Il s’avère également curieux d’observer l’Abraxas assit sur la pierre à neuf côtés. Beaucoup de vrais Maîtres de l’Ars Magna ─ l’Alchimie ─ ont dit que la Pierre Philosophale est une Pierre cubique à neuf côtés, ce qui signifierait que ladite Pierre bénie a neuf faces, correspondantes à l’authentique PIERRE DES SPLENDEURS qui est couronnée du triangle représentatif de l’éternel Triamazikamno ─ les trois forces primaires de la création ─.

Nous finissons notre description en montrant, à notre lecteur, le singulier mantra ABRACADABRA, qui est ici divisé en syllabes. Abracadabra est le mantra qui ouvre toutes les portes et, dans notre gravure, il nous dit qu’au moyen d’Abraxas, au moyen du Mercure Soufré, les portes du ciel et les portes qui gardent tous les mystères s’ouvrent à nous…..

Très près d’Abraxas et de la femme agenouillée nous observons une tête de mort ou crâne. C’est la pensée de la mort, le rappel constant qu’on nous fait de MOURIR EN NOUS-MÊMES, détruire notre Ego animal afin de triompher dans la conquête de la Toison d’Or ─ le Christ intime ─.

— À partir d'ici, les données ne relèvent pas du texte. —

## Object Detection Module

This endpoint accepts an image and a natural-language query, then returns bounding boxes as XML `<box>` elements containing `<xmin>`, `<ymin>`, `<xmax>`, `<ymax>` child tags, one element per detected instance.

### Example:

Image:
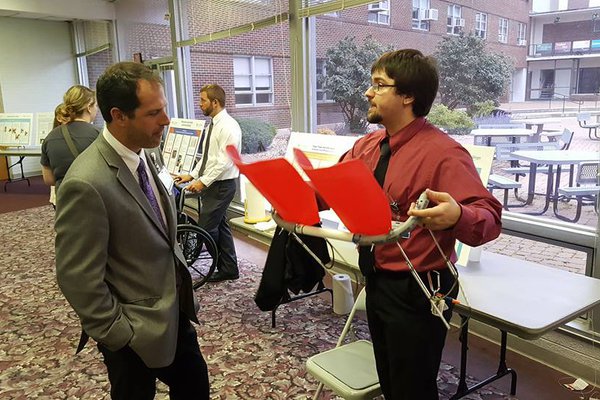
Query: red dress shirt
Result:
<box><xmin>342</xmin><ymin>118</ymin><xmax>502</xmax><ymax>272</ymax></box>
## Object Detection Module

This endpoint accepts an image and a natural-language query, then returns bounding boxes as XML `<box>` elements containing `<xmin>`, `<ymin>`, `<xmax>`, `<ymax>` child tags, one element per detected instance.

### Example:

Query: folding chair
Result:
<box><xmin>306</xmin><ymin>289</ymin><xmax>381</xmax><ymax>400</ymax></box>
<box><xmin>577</xmin><ymin>113</ymin><xmax>600</xmax><ymax>140</ymax></box>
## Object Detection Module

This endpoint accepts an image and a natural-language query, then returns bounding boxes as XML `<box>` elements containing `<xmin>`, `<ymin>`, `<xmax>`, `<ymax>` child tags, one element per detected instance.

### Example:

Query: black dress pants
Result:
<box><xmin>98</xmin><ymin>314</ymin><xmax>210</xmax><ymax>400</ymax></box>
<box><xmin>366</xmin><ymin>269</ymin><xmax>458</xmax><ymax>400</ymax></box>
<box><xmin>198</xmin><ymin>179</ymin><xmax>239</xmax><ymax>275</ymax></box>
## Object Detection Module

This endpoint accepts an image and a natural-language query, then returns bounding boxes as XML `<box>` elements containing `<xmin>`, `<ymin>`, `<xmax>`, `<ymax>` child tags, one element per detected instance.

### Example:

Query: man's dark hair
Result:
<box><xmin>200</xmin><ymin>83</ymin><xmax>225</xmax><ymax>107</ymax></box>
<box><xmin>371</xmin><ymin>49</ymin><xmax>440</xmax><ymax>117</ymax></box>
<box><xmin>96</xmin><ymin>61</ymin><xmax>163</xmax><ymax>123</ymax></box>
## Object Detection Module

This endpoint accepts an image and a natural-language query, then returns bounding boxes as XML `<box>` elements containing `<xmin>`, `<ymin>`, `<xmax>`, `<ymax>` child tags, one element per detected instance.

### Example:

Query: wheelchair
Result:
<box><xmin>176</xmin><ymin>186</ymin><xmax>219</xmax><ymax>289</ymax></box>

Je me permets d’ajouter, à nouveau, quelques considérations finales fort heureusement issues de la plume de Stephan Höeller :

« L’individualisation de l’humanité, d’une part, s’étend vers le ciel, où l’éminente et Divine Mère réceptive du mental éternel Mater Cœlestis attend de nous recevoir, et, d’autre part, elle a ses racines dans le monde souterrain de l’Éros phallique, le Père Terrestre, dont la force et l’énergie élémentale fournit la force nécessaire pour monter. Le phallus, comme un arbre vivant, croît depuis les recoins humides et sombres de la terre des instincts, et s’allonge vers le vide infini de l’espace, dans le ventre de la Mater Cœlestis, la mère éthérée intronisée au milieu des étoiles. Le sperme du phallus terrestre, la sève de l’Etz Chiim l’arbre de la Vie de la Cabbale , projeté dans le ventre de la mère céleste fertilise l’œuf cosmique psychologique, duquel le nouveau cosmos de la Conscience est destiné à sortir.  Ainsi, suite au jeu Éonique des opposés de la danse et de la lutte, l’union finale du ciel et de la terre a lieu, qui engendrent l’androgyne Anthropos, le Nouvel Homme, le Christ des gnostiques, qui est le paradigme de l’Ego transformé et individualisé de chaque individu et de toute l’humanité ».

MYSTERIUM TREMENDUS ETIFASCINANS.
─‘L’imposant et captivant mystère’─.

QUE LES ÉNERGIES SACRÉES DU BÉNI THEOMEGALOGOS SOIENT AVEC VOUS TOUS.